Marc Amorós García, an analyst and expert in investigating the fake news phenomenon, was recently invited by the Circle of Sports Journalists of Uruguay to analyze this problem that is having a negative impact on today’s society.
This does not mean that fake news or manipulated and altered information has not existed before, and throughout history – it is not a new phenomenon. However, the explosion of social networks has had consequences, affecting the way misinformation infiltrates one’s life, altering communications, and submerging good information.
“Fake news has real consequences” was the phrase with which the Spanish journalist and writer began his presentation, noting that, “fake news is the ideal breeding ground to divide us as a society, to polarize us,” he warned. Only in March of this year, some 40 million fake news circulated on networks. How much of this information was disseminated as true?
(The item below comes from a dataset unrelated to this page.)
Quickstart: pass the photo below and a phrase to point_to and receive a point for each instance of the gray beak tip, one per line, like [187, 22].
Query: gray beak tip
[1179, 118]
Attendees listened to the international zoom, moderated by the Uruguayan journalist Ernesto Ortíz Gómez.
Amorós García stressed that the World Health Organization has been warning for a long time about a new epidemic related to false information, which it has named “infodemic”. “The infodemic,” he clarified, “is the epidemic of false information that generates alarm, fear, uncertainty, even death and spreads with such speed that it undermines trust in the media and science itself.”
The social influences of reading, believing, and spreading false news (especially in this time when the world is facing a serious health emergency problem as a result of Covid-19) generates even more confusion and true chaos in the information since “the false shine in the same showcase where the truth shines”, said Marc.
He explained that the rise of fake news became a social media issue of global importance that also generated a scenario of uncertainty for all information. “We live in a situation in which everyone fears for the unknown and we need someone to explain to us what is happening,” said Marc, “we are facing a situation in which the activation of two emotional levers is triggered: fear and insecurity.” All this, he added, “because the truth of the facts is simply denied”.
Marc Amorós went further and warned journalists that the “fake news” pandemic plunges citizens into a war of stories, as a weapon of disinformation. “The common good,” he said, “has been overtaken by the individual good with inevitable and dangerous social polarization.” We witness the confrontations against those who “do not think like one” and the “risky tendency to criminalize people of different opinion”.
He added that another of the great evils of fake news is the devaluation of scientific information, overriding popular beliefs. “How many people have preferred to believe in testimonies of magic remedies to prevent and cure the coronavirus. The use of chlorine dioxide was the clearest example, where scientific information lost ground to popular belief,” he exemplified.
This exhibition led the participants to question themselves in a personal way: what are we doing as journalists to contain false information, be aware that a false news story goes viral in a matter of seconds 70 times more than a real news story?
It also highlighted the need to promote and attend news checking workshops and seminars and begin to access these tools that the profession gives to identify the real news from the fake.
The President of the Uruguayan Sports Journalists Circle, on behalf of the participating journalists, mostly from Latin America, thanked the Spanish journalist, teacher, and writer for his intervention and insisted on the commitment to continue doing truthful and reliable journalism.